Aaron closed his eyes, didn't answer, hoping she'd call out again. Her voice had never changed, even when so much else had. He closed his eyes, didn't answer, and pictured the face to the voice. The face he had once asked to dance at the hall back in Sussex. Sometimes when Margaret spoke, when his eyes were shut or his back was to her, sometimes he'd hear her voice and feel young. Sometimes it felt like her voice alone was enough to carry them back, to sweep clean the sands of time.

'Aaron? What are you doing?'

He shut his eyes, didn't answer. Just one more time, he thought, just one.

'Aaron? Are you okay?'

He smiled, opened his eyes. 'I'll be out in a minute!' he called back.

He slid the sympathy card into the envelope, slid the envelope back into the box, neatly hidden behind the old diaries. He looked at the diaries, smiled, and then struggled the box back up on the shelf.

When he returned to the small lounge room Margaret threw a short glance before nosing back into her book. Aaron sat in his chair, looked at the heater, then looked across to Margaret.

'I was thinking...' he began in a hush, waiting for her attention. Margaret gave a soft “hmm...” then turned when he hadn't continued. 'I was thinking Margaret, there's four more days until Christmas and I've got you a present but...' He blushed.

'Yes Aaron?'

'Well,' he stared sheepishly at his lap. 'Well I thought I'd ask to be sure, but, would it be foolish of me to get you a diary?'

Margaret smiled. 'A diary?'

'Yes,' Aaron nodded. 'You used to always keep a diary.
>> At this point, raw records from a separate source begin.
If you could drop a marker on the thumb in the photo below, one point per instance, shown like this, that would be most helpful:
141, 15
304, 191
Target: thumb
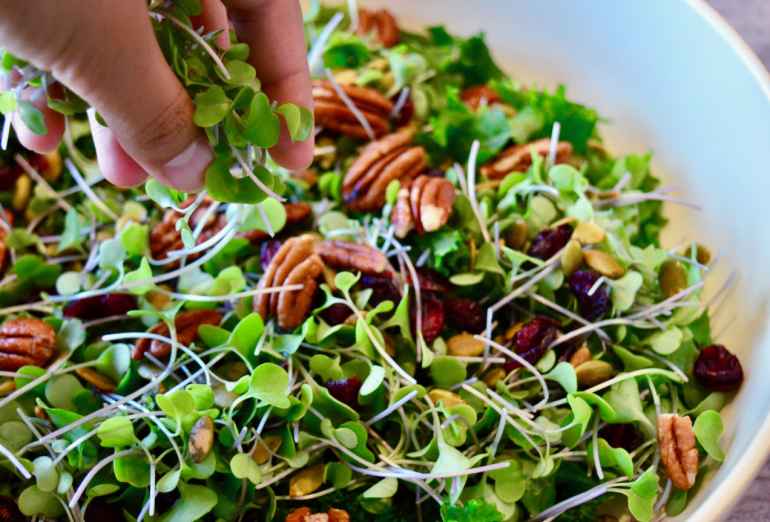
107, 53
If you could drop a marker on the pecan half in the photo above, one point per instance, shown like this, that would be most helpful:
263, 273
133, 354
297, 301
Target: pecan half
382, 23
24, 341
186, 325
165, 238
678, 451
425, 205
351, 256
296, 213
331, 112
295, 263
518, 158
391, 158
304, 514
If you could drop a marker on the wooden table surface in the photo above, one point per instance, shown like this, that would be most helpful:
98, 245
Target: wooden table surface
751, 18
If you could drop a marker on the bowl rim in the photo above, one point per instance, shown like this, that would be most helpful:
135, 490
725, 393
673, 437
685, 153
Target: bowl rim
748, 466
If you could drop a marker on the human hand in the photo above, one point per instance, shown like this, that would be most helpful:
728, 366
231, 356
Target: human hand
106, 52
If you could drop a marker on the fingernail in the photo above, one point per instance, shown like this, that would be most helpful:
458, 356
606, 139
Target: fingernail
185, 172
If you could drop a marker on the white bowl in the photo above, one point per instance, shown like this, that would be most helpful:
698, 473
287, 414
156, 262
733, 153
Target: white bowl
674, 78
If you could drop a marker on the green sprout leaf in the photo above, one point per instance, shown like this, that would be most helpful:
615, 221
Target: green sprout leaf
32, 117
116, 432
708, 429
270, 384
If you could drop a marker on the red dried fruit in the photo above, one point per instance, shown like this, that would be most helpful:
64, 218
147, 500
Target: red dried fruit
9, 511
549, 241
465, 314
591, 306
384, 287
267, 252
717, 369
345, 390
532, 340
432, 317
98, 306
336, 313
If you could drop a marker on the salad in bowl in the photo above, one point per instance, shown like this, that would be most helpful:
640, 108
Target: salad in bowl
461, 311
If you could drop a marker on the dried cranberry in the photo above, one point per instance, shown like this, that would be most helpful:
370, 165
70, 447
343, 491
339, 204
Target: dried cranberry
345, 390
465, 314
432, 317
9, 511
384, 287
98, 306
549, 241
532, 341
430, 281
591, 306
717, 369
336, 313
407, 109
267, 252
624, 436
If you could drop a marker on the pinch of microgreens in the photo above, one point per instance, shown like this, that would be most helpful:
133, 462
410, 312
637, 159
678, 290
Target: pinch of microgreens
200, 41
350, 104
88, 191
253, 177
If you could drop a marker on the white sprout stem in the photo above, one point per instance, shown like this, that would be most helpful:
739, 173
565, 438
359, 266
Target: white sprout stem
519, 359
73, 170
253, 177
472, 190
32, 173
595, 449
400, 103
595, 287
318, 46
555, 131
565, 505
517, 292
390, 409
162, 338
16, 462
504, 414
350, 104
200, 41
567, 313
6, 131
92, 473
178, 254
231, 297
353, 12
615, 380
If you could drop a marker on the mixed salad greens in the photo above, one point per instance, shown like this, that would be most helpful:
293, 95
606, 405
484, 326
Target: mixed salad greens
514, 360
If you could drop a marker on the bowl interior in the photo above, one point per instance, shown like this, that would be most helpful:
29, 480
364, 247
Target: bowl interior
672, 78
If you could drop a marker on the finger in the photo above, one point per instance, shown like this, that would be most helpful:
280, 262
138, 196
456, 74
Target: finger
115, 164
124, 76
54, 123
213, 17
273, 29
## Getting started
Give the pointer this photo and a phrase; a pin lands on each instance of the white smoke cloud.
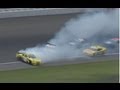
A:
(83, 26)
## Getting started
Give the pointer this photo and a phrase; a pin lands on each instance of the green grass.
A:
(104, 71)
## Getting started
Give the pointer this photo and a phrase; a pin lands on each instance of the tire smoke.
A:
(92, 27)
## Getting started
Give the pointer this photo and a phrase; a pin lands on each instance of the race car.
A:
(30, 59)
(95, 50)
(112, 43)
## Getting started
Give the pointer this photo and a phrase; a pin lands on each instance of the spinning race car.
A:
(30, 59)
(95, 50)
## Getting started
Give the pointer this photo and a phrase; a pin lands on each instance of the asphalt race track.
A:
(23, 32)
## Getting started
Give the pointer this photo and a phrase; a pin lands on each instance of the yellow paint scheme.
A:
(28, 59)
(95, 50)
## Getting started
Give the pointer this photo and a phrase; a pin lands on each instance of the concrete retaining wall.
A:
(21, 12)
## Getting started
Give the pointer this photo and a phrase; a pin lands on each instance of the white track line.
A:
(73, 57)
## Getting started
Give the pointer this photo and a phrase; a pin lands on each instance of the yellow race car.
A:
(95, 50)
(30, 59)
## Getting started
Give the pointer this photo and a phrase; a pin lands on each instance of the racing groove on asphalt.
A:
(23, 32)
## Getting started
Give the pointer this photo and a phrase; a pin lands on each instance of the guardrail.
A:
(21, 12)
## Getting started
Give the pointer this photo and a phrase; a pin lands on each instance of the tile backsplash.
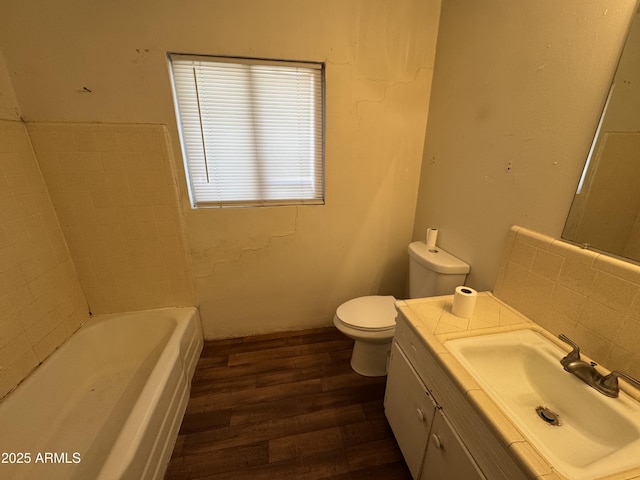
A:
(592, 298)
(115, 194)
(41, 301)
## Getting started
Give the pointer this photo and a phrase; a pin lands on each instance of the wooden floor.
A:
(285, 406)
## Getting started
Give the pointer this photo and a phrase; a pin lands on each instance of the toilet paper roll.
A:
(464, 301)
(432, 236)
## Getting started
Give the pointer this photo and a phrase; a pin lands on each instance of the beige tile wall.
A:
(592, 298)
(115, 193)
(41, 302)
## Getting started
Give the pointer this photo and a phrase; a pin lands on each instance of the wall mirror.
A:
(605, 213)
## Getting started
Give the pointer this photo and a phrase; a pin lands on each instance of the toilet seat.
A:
(370, 313)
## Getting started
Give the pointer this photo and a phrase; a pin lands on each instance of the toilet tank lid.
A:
(439, 260)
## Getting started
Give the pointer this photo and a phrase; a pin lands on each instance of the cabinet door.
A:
(447, 458)
(409, 409)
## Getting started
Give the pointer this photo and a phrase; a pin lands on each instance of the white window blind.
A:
(251, 131)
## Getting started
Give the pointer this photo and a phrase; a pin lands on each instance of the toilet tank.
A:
(434, 272)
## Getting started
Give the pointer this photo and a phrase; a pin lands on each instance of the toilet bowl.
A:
(371, 322)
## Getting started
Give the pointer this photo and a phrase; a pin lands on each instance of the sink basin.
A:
(582, 433)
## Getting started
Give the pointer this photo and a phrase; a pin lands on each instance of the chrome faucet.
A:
(605, 384)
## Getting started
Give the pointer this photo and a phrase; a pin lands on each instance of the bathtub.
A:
(107, 404)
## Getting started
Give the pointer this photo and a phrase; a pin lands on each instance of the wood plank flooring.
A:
(285, 406)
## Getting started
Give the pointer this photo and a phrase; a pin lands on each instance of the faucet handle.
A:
(574, 354)
(611, 381)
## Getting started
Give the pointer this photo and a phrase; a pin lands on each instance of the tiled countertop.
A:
(433, 322)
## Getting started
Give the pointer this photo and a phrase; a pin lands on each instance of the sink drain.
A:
(548, 416)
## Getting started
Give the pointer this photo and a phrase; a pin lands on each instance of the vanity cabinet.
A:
(446, 455)
(409, 409)
(420, 426)
(441, 435)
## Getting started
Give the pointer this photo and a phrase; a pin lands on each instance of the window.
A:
(251, 130)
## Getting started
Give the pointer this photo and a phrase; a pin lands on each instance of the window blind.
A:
(251, 131)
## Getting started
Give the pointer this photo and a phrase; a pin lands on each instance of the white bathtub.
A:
(107, 404)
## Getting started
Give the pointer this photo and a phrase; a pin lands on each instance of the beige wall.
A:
(41, 302)
(269, 268)
(592, 298)
(9, 109)
(516, 96)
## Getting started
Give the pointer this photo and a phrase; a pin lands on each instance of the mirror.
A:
(605, 214)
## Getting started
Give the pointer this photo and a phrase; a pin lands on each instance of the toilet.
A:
(371, 321)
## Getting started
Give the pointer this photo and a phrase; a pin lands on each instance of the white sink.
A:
(521, 371)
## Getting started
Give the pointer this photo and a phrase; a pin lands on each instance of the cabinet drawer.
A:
(417, 354)
(409, 409)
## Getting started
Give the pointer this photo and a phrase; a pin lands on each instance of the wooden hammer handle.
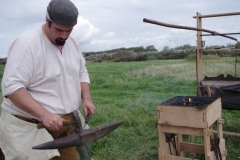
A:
(65, 123)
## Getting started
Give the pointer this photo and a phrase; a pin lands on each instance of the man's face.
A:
(58, 34)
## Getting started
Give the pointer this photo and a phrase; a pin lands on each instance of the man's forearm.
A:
(22, 99)
(85, 91)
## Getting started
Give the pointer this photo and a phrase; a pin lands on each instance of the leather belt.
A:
(31, 120)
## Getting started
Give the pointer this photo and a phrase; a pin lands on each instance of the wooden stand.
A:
(190, 121)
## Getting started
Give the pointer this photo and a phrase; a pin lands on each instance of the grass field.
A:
(130, 92)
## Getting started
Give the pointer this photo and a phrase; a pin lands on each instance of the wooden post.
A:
(199, 52)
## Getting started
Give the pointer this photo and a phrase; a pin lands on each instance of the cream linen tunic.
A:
(51, 77)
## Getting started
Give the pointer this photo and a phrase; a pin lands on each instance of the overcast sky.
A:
(109, 24)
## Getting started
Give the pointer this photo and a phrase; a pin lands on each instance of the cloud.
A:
(109, 35)
(84, 31)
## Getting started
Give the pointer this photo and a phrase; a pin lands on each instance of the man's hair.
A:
(62, 12)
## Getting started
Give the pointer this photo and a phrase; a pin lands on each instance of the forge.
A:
(194, 116)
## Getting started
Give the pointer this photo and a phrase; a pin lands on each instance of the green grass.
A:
(130, 92)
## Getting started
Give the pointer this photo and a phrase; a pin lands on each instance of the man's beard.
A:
(60, 41)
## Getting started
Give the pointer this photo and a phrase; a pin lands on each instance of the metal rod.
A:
(185, 27)
(218, 15)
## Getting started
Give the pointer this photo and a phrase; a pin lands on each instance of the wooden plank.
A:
(192, 148)
(214, 112)
(211, 156)
(168, 157)
(228, 133)
(182, 130)
(182, 116)
(218, 15)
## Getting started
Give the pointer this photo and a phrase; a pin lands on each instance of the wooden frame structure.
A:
(199, 50)
(199, 29)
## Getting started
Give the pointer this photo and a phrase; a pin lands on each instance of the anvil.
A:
(80, 137)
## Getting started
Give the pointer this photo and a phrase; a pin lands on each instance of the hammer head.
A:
(88, 135)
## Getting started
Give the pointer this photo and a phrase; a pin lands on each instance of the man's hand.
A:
(52, 121)
(88, 106)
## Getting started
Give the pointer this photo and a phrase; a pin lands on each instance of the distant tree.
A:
(151, 48)
(237, 45)
(165, 48)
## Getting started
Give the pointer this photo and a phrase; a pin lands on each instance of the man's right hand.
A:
(52, 121)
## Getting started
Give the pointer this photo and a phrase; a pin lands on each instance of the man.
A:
(45, 79)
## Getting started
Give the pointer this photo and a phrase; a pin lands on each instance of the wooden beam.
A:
(219, 15)
(186, 27)
(228, 133)
(192, 148)
(220, 34)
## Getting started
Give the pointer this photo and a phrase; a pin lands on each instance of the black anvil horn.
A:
(77, 139)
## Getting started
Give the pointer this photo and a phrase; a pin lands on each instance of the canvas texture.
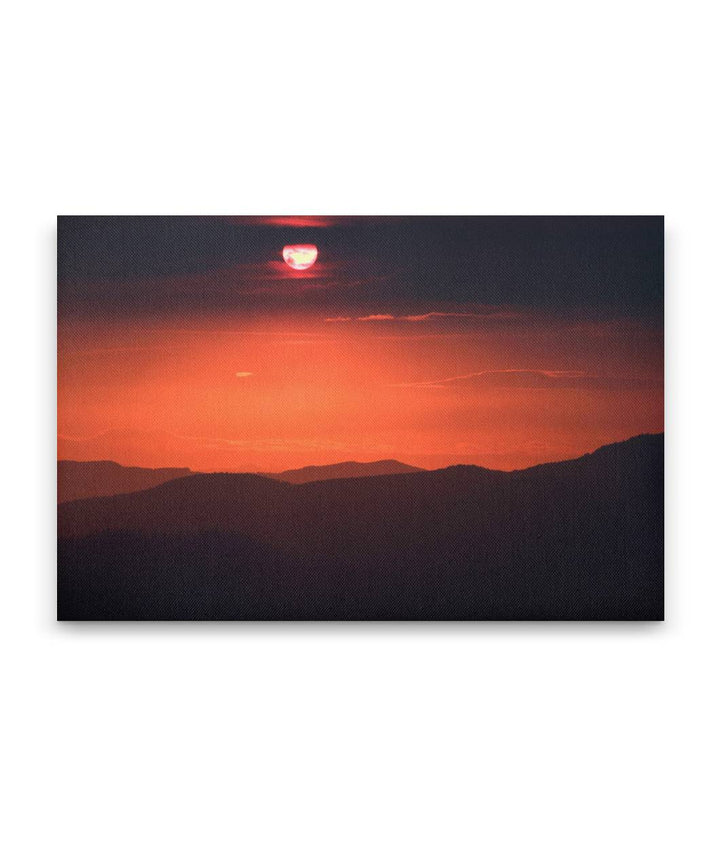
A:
(360, 418)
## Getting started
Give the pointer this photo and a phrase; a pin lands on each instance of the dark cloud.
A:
(412, 266)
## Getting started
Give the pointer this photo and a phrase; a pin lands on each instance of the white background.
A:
(512, 739)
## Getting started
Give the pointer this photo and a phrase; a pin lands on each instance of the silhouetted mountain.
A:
(82, 479)
(344, 470)
(580, 539)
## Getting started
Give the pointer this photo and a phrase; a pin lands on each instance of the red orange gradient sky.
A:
(280, 381)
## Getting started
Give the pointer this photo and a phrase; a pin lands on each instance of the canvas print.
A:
(360, 418)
I just wondered if you still would, if you had one that is.'

Margaret put down her book and removed her glasses. 'It's a nice thought Aaron, but yes it would be foolish. It's been a long time since I kept a diary. What would I write about?'

Aaron nodded solemnly.

'Thankyou anyway Aaron, but it would be foolish. You'll be wanting me to get you a train-set next,' she laughed. 'No... you said yourself, everything changes.'

'Not everything...' Aaron whispered.

'What was that dear?' Margaret asked, picking up her book. When there was no reply she looked back to Aaron and frowned. 'What did you say Aaron? I didn't make it out.' She shook her head and frowned again when there was still no reply. 'You're a strange man Aaron Butler.'

Aaron smiled, closed his eyes and didn't answer. Only listened.